For the foregoing reasons, plaintiff's motion for summary judgment is GRANTED, the Commissioner's cross-motion for summary judgment is DENIED, and it is hereby ORDERED that Judgment be entered reversing the decision of the Commissioner and remanding this matter for further administrative proceedings pursuant to sentence four of 42 U.S.C. § 405(g).

IT IS SO ORDERED.

FootNotes


1. Andrew Saul is hereby substituted as the defendant in this case per Fed. R. Civ.
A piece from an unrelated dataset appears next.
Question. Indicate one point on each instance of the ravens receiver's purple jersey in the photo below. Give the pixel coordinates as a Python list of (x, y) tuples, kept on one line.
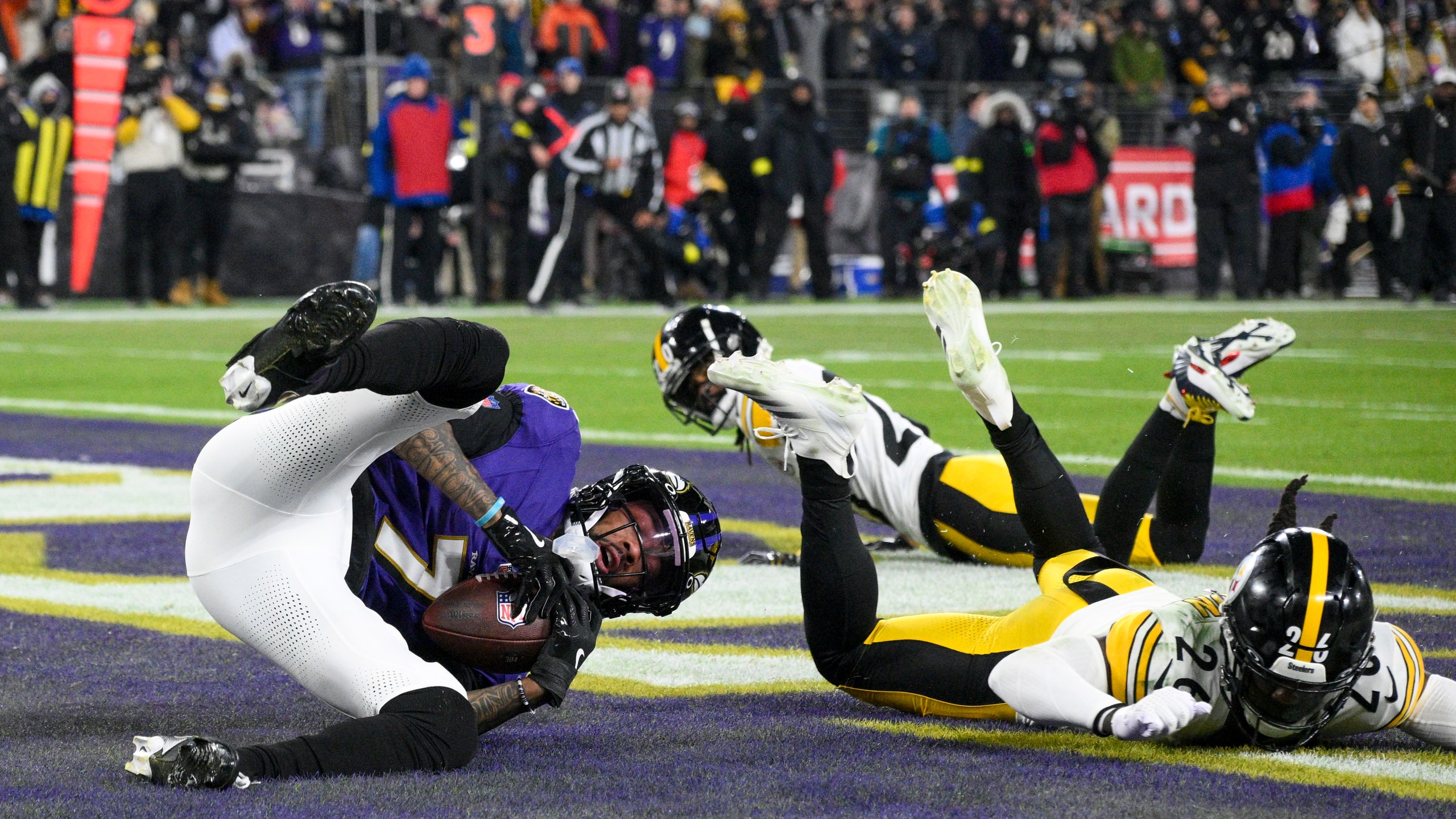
[(425, 544)]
P. 25(d).
2. The parties have consented to Magistrate Judge jurisdiction.
3. At the outset of the hearing, the ALJ deemed plaintiff to have amended her alleged onset date to March 11, 2014. (See AR 350.)
4. The ALJ further found that plaintiff's medically determinable impairment of an anxiety disorder was nonsevere because it "did not cause more than minimal limitation in the claimant's ability to perform basic mental work activities for any 12 consecutive month period of time from the amended alleged onset date to the present." (AR 24.)
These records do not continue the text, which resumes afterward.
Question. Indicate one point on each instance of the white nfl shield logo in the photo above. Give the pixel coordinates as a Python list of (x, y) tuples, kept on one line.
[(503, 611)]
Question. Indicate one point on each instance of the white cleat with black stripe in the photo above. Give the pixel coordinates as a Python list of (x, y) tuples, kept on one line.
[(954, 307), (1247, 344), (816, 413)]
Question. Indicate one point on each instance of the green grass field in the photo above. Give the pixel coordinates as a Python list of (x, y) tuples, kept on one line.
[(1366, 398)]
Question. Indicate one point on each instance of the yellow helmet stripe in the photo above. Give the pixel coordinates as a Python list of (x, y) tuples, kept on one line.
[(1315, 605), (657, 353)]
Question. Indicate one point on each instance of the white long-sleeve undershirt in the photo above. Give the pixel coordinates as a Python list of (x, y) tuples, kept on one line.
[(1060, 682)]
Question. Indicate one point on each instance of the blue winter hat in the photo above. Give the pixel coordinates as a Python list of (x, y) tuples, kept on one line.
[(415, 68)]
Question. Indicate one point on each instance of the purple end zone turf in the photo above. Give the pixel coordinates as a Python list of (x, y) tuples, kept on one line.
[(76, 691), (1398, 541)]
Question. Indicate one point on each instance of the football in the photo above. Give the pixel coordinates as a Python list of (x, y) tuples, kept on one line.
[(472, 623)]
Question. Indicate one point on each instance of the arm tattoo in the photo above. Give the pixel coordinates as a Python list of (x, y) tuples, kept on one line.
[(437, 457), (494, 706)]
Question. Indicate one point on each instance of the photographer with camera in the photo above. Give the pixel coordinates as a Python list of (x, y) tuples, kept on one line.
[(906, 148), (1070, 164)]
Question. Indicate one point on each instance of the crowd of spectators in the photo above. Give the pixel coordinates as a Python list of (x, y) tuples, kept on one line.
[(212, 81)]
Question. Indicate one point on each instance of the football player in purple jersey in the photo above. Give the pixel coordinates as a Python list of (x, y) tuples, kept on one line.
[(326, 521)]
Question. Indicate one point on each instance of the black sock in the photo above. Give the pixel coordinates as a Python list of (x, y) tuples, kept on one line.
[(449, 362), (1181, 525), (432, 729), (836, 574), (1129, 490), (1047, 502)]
5. The Court notes that the Social Security Agency revised the medical criteria used to evaluate claims involving mental disorders in a revised version of 20 C.F.R. § 404.1520a effective January 17, 2017. The revised version applies to ALJ decisions issued after that date. See 81 Fed. Reg. 66138-01, at 66138 n.1 (Sept. 26, 2016). Since the ALJ decision here was issued on October 30, 2017, all references herein to 20 C.F.R. § 404.1520a will refer to the revised version.
6. Inexplicably, the Commissioner failed even to address Hutton in the Commissioner's cross-motion/opposition to plaintiff's summary judgment motion.